Me, I think it’s awesome. Especially because I can nerd out over the fun theoretical implications of local community one-of-a-kind remakes of big Hollywood cultural touchstones (ironically featuring actual Hollywood stars), or the way the Fats Waller movie valorizes local legend over actual known historical facts (and is also gorgeous, with the black-and-white, and the Busby Berkley-esque human organ). All in all, I enjoyed the hell out of this (and I think Alex liked it too), but I realize the officially mixed reviews mean it’s not for everyone. It’s also possible that I enjoyed it because I was prepared for it to not be that good. I’d seen the beginning of Amanda from Pandagon’s review, but not the meat of it (because I didn’t really want to find out too much about the movie before I saw it). Her main beefs were that it romanticizes poverty and that it is overly nostalgic. I can kind of see where she’s coming from with the nostalgia:The other theme is a knee-jerk defense of nostalgia, which was the prime focus of the movie and was most definitely not a subtle thing—the characters are surrounded by record players that don’t even play LPs, but all 45s. Why?

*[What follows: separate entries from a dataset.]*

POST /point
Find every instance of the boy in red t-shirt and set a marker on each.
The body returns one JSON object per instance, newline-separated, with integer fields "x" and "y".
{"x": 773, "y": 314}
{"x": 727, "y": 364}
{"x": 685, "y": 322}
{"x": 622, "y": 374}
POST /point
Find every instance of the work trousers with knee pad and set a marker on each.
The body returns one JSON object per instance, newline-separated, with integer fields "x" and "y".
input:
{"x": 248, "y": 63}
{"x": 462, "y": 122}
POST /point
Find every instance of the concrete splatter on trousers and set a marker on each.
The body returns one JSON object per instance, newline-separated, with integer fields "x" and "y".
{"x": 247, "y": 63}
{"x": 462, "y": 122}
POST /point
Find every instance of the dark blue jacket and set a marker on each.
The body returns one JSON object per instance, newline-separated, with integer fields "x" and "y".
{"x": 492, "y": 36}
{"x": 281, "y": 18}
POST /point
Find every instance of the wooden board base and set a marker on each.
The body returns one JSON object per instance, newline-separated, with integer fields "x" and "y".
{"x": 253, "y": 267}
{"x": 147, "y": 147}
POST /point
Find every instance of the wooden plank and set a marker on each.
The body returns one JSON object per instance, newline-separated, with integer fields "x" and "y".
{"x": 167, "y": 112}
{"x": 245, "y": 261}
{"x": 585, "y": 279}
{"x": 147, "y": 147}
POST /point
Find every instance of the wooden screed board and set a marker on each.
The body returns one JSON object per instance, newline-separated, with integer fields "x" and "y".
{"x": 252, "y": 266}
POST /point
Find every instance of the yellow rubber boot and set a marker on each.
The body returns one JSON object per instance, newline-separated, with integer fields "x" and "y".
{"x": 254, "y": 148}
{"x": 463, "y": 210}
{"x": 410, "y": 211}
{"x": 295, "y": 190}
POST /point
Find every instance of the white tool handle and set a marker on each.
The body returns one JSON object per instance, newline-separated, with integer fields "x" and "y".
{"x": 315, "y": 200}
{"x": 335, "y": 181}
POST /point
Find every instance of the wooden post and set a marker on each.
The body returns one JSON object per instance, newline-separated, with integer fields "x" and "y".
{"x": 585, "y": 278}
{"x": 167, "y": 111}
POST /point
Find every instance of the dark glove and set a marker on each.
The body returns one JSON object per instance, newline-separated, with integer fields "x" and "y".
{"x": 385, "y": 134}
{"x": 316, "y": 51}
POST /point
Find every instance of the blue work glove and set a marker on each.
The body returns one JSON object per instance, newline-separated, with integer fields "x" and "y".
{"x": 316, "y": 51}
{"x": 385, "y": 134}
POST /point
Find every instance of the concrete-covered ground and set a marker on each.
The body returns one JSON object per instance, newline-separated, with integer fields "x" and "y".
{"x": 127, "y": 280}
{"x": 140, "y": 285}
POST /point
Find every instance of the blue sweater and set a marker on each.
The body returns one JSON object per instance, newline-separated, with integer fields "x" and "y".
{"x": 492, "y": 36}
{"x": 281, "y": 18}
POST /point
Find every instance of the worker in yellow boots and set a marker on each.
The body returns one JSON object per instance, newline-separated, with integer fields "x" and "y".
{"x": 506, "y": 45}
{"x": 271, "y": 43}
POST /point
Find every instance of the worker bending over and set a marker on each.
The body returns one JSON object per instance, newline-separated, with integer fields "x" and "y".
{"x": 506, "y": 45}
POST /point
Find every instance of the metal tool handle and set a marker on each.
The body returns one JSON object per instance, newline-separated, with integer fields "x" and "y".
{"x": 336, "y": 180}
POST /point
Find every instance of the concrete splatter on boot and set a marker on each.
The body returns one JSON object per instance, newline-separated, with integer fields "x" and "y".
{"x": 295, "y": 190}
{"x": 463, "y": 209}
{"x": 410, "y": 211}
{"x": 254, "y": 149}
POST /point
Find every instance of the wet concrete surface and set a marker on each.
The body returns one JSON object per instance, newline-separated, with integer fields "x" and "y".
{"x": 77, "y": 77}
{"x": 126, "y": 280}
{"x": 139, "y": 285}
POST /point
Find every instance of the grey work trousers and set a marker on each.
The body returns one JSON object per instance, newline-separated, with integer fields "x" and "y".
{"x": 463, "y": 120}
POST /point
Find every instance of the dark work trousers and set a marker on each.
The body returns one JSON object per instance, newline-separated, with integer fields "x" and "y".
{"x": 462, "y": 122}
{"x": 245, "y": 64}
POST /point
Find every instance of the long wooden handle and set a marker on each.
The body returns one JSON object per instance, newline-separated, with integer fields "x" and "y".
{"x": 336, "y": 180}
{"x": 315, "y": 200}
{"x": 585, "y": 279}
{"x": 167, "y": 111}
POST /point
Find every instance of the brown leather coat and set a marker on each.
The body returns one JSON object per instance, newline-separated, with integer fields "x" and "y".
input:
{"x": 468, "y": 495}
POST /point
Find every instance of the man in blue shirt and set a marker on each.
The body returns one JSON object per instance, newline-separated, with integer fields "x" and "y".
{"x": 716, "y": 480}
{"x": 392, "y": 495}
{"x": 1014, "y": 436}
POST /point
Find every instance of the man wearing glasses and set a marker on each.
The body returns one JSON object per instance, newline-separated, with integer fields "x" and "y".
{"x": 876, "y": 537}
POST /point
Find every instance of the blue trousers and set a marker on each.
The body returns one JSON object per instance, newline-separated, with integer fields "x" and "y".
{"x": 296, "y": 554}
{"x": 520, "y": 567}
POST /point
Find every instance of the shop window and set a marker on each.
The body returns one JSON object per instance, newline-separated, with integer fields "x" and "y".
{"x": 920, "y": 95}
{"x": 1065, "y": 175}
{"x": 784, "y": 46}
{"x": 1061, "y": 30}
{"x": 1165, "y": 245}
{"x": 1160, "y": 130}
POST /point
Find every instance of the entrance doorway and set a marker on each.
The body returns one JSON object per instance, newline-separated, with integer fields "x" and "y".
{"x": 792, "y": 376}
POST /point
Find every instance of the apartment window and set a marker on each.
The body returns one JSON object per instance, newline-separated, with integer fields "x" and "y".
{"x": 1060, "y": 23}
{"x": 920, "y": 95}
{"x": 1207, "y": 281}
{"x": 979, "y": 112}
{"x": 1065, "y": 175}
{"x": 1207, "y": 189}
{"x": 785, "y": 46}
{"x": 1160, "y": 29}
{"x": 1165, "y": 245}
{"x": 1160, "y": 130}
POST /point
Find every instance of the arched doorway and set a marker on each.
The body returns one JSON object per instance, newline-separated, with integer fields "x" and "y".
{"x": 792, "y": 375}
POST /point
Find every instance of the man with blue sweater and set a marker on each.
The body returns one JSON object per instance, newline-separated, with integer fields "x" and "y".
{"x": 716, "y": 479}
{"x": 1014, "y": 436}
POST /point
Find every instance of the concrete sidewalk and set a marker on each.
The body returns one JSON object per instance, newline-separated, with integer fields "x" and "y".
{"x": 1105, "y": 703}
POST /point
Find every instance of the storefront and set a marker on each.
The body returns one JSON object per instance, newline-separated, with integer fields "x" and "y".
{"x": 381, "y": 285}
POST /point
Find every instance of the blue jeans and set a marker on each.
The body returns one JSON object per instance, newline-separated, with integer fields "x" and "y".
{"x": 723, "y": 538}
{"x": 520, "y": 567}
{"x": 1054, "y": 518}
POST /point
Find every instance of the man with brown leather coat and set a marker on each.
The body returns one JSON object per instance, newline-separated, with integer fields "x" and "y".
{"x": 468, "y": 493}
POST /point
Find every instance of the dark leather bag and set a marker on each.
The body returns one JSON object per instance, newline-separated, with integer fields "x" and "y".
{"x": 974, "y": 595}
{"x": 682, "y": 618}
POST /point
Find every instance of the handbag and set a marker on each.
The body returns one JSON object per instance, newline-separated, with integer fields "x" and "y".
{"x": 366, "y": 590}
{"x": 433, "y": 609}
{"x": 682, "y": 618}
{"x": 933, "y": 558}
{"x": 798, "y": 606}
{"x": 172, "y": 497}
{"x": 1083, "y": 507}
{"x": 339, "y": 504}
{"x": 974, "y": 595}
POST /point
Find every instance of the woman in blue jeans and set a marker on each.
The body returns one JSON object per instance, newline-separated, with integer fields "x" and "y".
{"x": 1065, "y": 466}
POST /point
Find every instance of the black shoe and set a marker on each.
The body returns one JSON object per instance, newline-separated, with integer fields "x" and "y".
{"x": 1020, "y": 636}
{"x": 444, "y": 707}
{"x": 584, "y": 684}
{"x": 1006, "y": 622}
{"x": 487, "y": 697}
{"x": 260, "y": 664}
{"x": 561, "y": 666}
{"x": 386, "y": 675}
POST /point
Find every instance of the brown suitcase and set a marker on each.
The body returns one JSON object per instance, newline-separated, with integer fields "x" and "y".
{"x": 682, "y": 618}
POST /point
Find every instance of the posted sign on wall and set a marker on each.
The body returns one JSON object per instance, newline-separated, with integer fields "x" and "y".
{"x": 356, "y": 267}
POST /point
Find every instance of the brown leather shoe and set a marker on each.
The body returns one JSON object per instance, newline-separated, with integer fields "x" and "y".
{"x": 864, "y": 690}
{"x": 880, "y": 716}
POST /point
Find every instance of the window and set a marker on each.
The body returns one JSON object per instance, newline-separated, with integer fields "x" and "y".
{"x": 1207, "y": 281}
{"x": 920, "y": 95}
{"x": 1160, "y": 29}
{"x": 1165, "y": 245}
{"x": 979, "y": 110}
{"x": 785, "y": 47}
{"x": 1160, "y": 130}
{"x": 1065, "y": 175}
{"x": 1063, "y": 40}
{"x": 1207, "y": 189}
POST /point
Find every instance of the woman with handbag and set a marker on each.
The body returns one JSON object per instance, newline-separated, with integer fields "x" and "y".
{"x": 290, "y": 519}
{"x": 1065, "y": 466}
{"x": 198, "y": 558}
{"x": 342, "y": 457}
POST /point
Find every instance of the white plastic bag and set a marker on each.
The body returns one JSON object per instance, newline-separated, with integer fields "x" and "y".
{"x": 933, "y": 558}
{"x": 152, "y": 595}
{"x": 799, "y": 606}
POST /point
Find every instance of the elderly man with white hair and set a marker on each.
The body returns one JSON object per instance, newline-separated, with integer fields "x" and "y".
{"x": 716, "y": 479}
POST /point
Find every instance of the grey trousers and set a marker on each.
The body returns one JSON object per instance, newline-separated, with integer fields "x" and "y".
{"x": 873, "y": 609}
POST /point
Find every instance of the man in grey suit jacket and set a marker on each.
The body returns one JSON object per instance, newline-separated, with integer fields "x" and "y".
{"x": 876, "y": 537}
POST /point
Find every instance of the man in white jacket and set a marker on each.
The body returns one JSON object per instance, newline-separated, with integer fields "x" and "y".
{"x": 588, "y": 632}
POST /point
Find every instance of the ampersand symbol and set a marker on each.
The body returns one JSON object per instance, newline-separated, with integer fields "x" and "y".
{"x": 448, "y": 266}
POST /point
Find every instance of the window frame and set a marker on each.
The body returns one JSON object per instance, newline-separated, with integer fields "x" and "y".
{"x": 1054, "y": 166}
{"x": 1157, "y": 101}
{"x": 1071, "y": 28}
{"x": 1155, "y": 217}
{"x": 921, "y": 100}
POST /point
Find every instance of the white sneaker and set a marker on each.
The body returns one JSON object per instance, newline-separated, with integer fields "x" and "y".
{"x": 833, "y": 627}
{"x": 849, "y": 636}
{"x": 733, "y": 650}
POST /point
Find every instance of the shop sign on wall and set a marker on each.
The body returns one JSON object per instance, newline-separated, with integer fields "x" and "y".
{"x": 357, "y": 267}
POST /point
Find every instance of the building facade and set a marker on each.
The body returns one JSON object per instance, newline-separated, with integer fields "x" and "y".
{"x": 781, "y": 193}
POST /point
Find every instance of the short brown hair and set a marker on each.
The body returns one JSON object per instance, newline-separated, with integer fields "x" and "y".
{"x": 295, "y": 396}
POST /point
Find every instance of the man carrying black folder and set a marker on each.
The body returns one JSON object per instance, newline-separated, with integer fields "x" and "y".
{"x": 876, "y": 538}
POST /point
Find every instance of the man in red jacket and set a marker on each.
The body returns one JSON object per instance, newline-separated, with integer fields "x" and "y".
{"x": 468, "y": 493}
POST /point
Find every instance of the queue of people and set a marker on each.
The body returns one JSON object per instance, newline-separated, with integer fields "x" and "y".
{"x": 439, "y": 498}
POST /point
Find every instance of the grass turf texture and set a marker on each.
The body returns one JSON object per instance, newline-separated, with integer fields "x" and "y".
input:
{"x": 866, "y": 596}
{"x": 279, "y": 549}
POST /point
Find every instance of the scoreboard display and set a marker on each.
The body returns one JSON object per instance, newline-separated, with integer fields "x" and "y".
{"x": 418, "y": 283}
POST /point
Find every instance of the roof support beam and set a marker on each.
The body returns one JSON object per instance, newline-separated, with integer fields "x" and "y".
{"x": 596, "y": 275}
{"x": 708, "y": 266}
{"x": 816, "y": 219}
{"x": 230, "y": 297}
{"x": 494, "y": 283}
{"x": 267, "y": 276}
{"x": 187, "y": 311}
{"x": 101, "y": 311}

Because even though one of the lead actors is a famous rapper, the characters in this movie seem to prefer to spend all their time listening to jazz records and nothing made in the past few decades. [...] A lot of the old cars and old clothes the characters wear are linked to their poverty, so it didn’t bother me, but because of the knee-jerk “older is better” mentality of the movie, there were times when it not only got uncomfortably close to romanticizing poverty, but it went way over the line.
I get where she’s coming from with that argument, it is a weird position to take; but it didn’t strike me when I was watching the movie; it was more a matter of people doing the best to be creative with the materials they had on hand, which happened to be VHS tapes because it would have rung less true if the poor characters had had access to digital cameras and editing equipment. I also kind of hear her complaint that “we get clobbered with this incoherent defense of unadulterated nostalgia that embraces poverty for its ability to keep people from moving forward with the times,” but again, I think that reading the movie like it’s supposed to be a direct reflection of reality is a mistake: I think of it more as a fable, itself remixing bits of American movie cliche; which is why I didn’t mind the cartoonish bit with Sigourney Weaver bulldozing their tapes. It didn’t seem (to me) like Gondry was like “yay poverty,” but again, that he was celebrating a community that made a whole lot out of very little. If you look at the end of the movie, I think it’s clear why Gondry ended on the clapping crowd without actually having the demolition crew go away or Danny Glover repair the store — leaving us hanging makes us ask the unanswered question: “So is everything solved now?” and the clear answer is “No, the store is doomed, but, wow, they sure did accomplish something.” Showing that people can be creative even if they don’t have very much isn’t the same as romanticizing poverty: it’s giving poor people agency without suggesting that talent or artistic endeavors can necessarily effect meaningful social change. Plus, to be fair, how many other American movies right now even show the working class?
Where the conflict lies should be obvious—the movie is so laden with nostalgia that it romanticizes the VHS tape as some sort of ideal technology from the past that allowed people to express themselves. What is completely ignored is that the explosion in amateur video art was the result of the invention of digital technologies, not analog.
I do agree with Amanda that Gondry should have spent more time showing the actual remakes, given the paper thin plot, and how much fun they were.